Wynikiem 1 do 2 zakończył się domowy mecz Pogoni Szczecin z Jagiellonią Białystok. Bramkę na wagę zwycięstwa dla gości, w doliczonym czasie gry, zdobył zaledwie 17-letni Oskar Pietuszewski.

Pogoń Szczecin stwarzała sobie w niedzielę masę sytuacji strzeleckich i niestety tylko jedna z nich zakończyła się bramką. 50. trafienie w granatowo-bordowych barwach zaliczył kapitan Dumy Pomorza Kamil Grosicki. “Jaga” zaprezentowała w stolicy Pomorza Zachodniego dwie bramkowe akcje. Jedną Dimitrisa Rallisa z Grecji, a drugą wspomnianego wcześniej Pietuszewskiego.

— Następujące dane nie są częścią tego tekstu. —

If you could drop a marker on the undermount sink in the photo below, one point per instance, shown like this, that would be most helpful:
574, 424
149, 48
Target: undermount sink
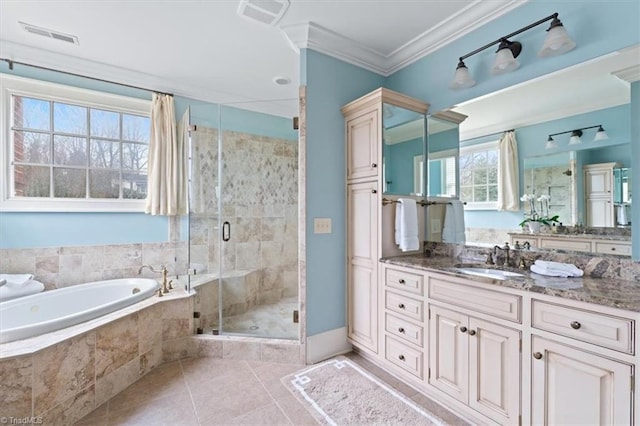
497, 274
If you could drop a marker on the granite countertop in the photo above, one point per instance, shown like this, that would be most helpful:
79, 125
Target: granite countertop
608, 237
609, 292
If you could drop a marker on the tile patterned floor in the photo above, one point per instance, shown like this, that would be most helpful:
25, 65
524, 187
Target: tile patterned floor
211, 391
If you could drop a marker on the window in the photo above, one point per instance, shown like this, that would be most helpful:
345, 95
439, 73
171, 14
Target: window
479, 175
72, 149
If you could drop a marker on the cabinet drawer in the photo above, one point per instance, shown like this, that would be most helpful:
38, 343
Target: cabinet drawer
403, 356
412, 283
404, 305
403, 329
565, 244
588, 326
501, 305
613, 248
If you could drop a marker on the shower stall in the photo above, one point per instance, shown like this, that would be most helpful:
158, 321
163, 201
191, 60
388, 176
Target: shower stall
243, 221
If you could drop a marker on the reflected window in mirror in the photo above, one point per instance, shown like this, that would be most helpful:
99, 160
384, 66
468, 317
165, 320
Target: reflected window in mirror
403, 139
479, 176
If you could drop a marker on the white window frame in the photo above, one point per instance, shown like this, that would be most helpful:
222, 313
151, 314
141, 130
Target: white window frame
20, 86
481, 147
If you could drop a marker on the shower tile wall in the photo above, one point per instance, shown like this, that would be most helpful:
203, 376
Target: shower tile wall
260, 201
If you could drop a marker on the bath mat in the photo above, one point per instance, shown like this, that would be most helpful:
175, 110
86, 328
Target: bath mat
339, 392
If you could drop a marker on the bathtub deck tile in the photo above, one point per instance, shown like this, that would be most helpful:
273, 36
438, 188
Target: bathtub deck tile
16, 376
61, 371
116, 344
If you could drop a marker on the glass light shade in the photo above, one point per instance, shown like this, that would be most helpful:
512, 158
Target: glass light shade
462, 78
557, 42
505, 62
574, 140
601, 135
551, 144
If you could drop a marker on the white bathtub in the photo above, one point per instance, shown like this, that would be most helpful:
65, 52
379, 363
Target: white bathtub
52, 310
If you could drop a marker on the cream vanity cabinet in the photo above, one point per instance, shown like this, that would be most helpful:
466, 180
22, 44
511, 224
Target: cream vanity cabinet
500, 355
474, 350
598, 194
363, 136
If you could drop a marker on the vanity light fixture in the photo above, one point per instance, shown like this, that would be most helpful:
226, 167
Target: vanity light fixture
556, 42
576, 134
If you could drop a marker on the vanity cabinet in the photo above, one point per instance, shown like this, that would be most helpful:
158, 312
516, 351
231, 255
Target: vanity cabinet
363, 151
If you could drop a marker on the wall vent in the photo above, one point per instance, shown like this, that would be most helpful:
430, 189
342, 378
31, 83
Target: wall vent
56, 35
265, 11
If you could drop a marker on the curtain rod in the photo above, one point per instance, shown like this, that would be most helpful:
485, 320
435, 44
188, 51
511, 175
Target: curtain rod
12, 62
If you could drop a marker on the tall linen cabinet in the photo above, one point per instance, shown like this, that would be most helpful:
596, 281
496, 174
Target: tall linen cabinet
364, 174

To aż niemożliwe, że przy tylu oddanych strzałach, to Jagiellonia wygrała ten mecz - uważają po meczu, zdziwieni, kibice Portowców. Trudno im się dziwić, gdyż Pogoń Szczecin oddała w niedzielę 35 strzałów. Portal Flashscore zanotował, że Duma Pomorza miała xG (expected goals) na poziomie 3.80. Z kolei po stronie Jagiellonii to tylko 1.45. Tym razem ten wskaźnik bardzo dobrze oddaje przebieg gry. To Portowcy konstruowali więcej akcji, a piłkarze z Białegostoku zdobywali więcej bramek. Koniec końców to właśnie ta statystyka decyduje o podziale punktów. Pogoń Szczecin zostaje z niczym, a “Jaga” wraca na Podlasie z kompletem oczek.

Przed drużynami PKO BP Ekstraklasy przerwa związana z meczami reprezentacyjnymi. Następny mecz granatowo-bordowych to domowe starcie z Zagłębiem Lubin. Ten mecz odbędzie się 24 listopada.